Optical properties of ortho-aminobenzoic acid and derivatives: absorption and fluorescence emission in solvent medium

In the present, we report experimental and theoretical studies on orthoaminobenzoic acid (o-Abz) and its derivatives 2 amino-benzamide (o-Abz-NH2), 2 amino-monomethyl-benzamide (o-Abz-NH(CH3)) and 2 amino-dimethyl-benzamide (o-Abz-N(CH3)2. We measured optical absorption, steady state and time-resolved fluorescence and fluorescence anisotropy of the compounds in solvents with different donor/acceptor character. The experimental results were compared with results of computational calculations which simulated solvent-solute systems.
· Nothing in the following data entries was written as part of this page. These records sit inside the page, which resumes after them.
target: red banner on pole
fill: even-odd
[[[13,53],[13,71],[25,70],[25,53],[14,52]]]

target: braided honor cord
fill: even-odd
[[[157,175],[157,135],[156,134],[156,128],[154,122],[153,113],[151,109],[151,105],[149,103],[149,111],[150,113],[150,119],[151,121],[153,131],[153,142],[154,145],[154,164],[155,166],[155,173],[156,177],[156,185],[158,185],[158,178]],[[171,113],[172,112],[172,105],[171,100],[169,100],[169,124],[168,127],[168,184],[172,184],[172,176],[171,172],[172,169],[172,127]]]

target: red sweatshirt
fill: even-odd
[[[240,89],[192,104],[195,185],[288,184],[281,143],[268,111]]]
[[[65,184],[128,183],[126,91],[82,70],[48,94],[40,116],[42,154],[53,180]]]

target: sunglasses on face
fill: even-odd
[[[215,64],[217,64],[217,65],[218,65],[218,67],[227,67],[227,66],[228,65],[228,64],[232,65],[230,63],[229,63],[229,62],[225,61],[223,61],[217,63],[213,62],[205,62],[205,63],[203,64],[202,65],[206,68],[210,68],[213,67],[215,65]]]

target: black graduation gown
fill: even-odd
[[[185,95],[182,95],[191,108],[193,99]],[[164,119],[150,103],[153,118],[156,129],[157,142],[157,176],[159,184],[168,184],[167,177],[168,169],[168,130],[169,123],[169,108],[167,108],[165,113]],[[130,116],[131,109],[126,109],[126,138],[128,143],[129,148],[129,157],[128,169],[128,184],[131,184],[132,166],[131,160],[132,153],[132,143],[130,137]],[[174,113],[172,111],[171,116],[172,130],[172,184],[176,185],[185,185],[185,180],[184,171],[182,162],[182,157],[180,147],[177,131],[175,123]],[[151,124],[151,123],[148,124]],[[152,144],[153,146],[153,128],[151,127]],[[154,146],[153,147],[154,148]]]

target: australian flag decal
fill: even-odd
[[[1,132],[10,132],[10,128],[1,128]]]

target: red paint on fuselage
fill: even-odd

Due to the restrictions imposed by the computer limitations, it was not possible to do entire quantum calculations by ab-initio methods. We used then QM/MM methods, which involves quantum calculation with molecular mechanics simulations. In this work, ab-initio and semi-empiric quantum calculations were combined in the single molecule geometry optimization and energy transitions calculus, respectively. The solute-solvent system was simulated by Monte Carlo method. The optical absorption spectra obtained from simulations showed good agreement with experimental results, identifying the bands relative to p-p* transitions. It was observed that the anionic acid form of the o-Abz is responsible for the blue shift when it is in aqueous solution. Anionic form increases the electronegativity of Oxygen atoms, rising the energy of the hidrogen bonds. These strong bonds stabilize the fundamental state of o-Abz, resulting in a blue shift in absorption spetrum. From simulation, it was verified that in the anionic form of o-Abz there is also an inhibition of hidrogen bonds of the donor type by the amine group. Compared to o-Abz alone, the derivatives present an increase in the amine group capacity to act as a hidrogen bond donor. The o-Abz-NH2 and o-Abz- NH(CH3) derivatives preserved the high quantum yield and the sensitivity for the environment polarity, while in the dimethyl amide derivative, the presence of methyl groups increases the deexcitation by non-radiactive pathways. (AU)